This architecture allows LSTMs to retain information over extended periods, making them more effective in learning from long sequences. As a result, LSTMs are better suited for tasks that require understanding context over long time spans, such as language modeling, speech recognition, and time series forecasting. They can capture patterns that span several time steps, which traditional RNNs might overlook. This capability makes LSTMs a preferred choice in many applications where long-term dependencies are critical for accurate predictions.

10.3.4 Autoencoders

Autoencoders are used for unsupervised learning tasks like dimensionality reduction. They consist of an encoder that compresses the input into a latent space representation and a decoder that reconstructs the input.

10.3.5 Convolutional Neural Networks (CNNs)

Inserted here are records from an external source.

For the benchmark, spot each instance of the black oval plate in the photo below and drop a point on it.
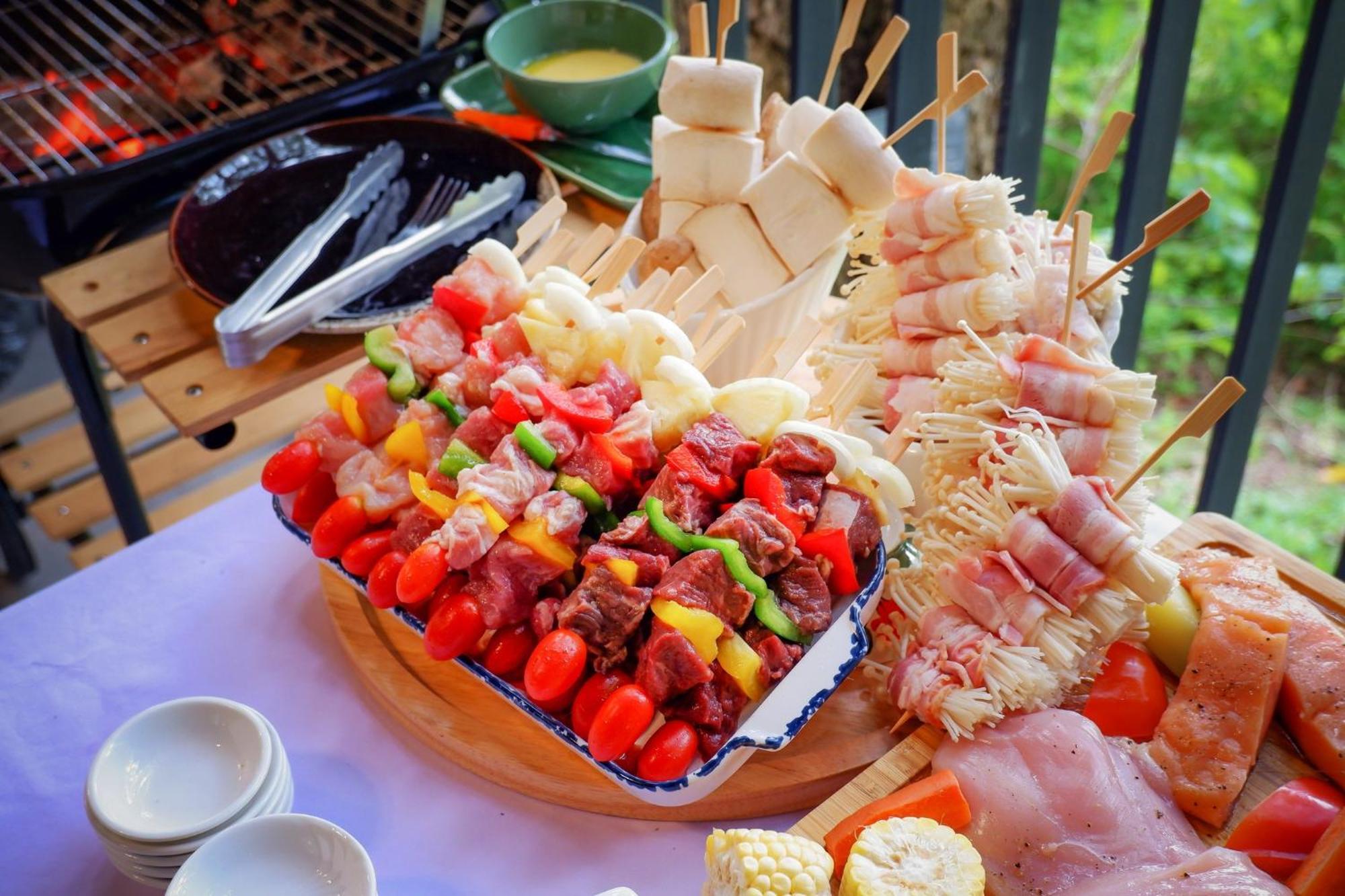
(245, 210)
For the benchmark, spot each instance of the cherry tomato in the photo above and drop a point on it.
(361, 555)
(1129, 697)
(509, 650)
(669, 752)
(556, 665)
(592, 693)
(1285, 826)
(338, 526)
(317, 495)
(454, 628)
(424, 569)
(381, 584)
(630, 760)
(291, 467)
(619, 723)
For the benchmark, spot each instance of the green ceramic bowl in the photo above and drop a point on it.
(528, 34)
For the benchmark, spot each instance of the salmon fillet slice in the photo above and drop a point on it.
(1213, 729)
(1312, 702)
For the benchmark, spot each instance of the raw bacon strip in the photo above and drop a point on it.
(1085, 517)
(983, 303)
(1067, 575)
(980, 255)
(906, 396)
(921, 357)
(953, 209)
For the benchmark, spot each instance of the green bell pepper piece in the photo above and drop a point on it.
(535, 444)
(385, 356)
(586, 493)
(459, 458)
(451, 411)
(766, 607)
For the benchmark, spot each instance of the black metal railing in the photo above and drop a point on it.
(1169, 37)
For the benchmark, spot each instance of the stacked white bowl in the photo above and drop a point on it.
(177, 775)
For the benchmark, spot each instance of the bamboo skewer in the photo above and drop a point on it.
(540, 222)
(715, 346)
(649, 290)
(699, 24)
(946, 77)
(969, 87)
(677, 284)
(1078, 268)
(1100, 159)
(728, 18)
(1156, 232)
(882, 56)
(766, 364)
(590, 251)
(549, 252)
(845, 40)
(1196, 424)
(614, 264)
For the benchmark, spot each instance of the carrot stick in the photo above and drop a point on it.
(1323, 873)
(937, 797)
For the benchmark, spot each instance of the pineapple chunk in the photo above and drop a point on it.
(759, 405)
(910, 856)
(765, 862)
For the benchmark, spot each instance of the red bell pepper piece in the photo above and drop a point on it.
(833, 545)
(1128, 697)
(622, 464)
(708, 481)
(588, 416)
(1282, 829)
(469, 313)
(509, 409)
(766, 486)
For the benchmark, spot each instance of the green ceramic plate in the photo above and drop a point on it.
(614, 181)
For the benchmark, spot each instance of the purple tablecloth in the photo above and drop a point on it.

Designed for grid-like data such as images, CNNs use convolutional layers to extract spatial features and reduce parameters through weight sharing. They are commonly used in image recognition and classification.

10.3.6 Generative Adversarial Networks (GANs)

GANs comprise two networks, a generator and a discriminator, trained simultaneously. The generator creates fake data samples, while the discriminator distinguishes between real and fake samples. GANs are used for image generation and style transfer.

10.3.7 Transformer Networks

Transformers, popular in natural language processing, handle long-range dependencies and parallelize computation through self-attention mechanisms.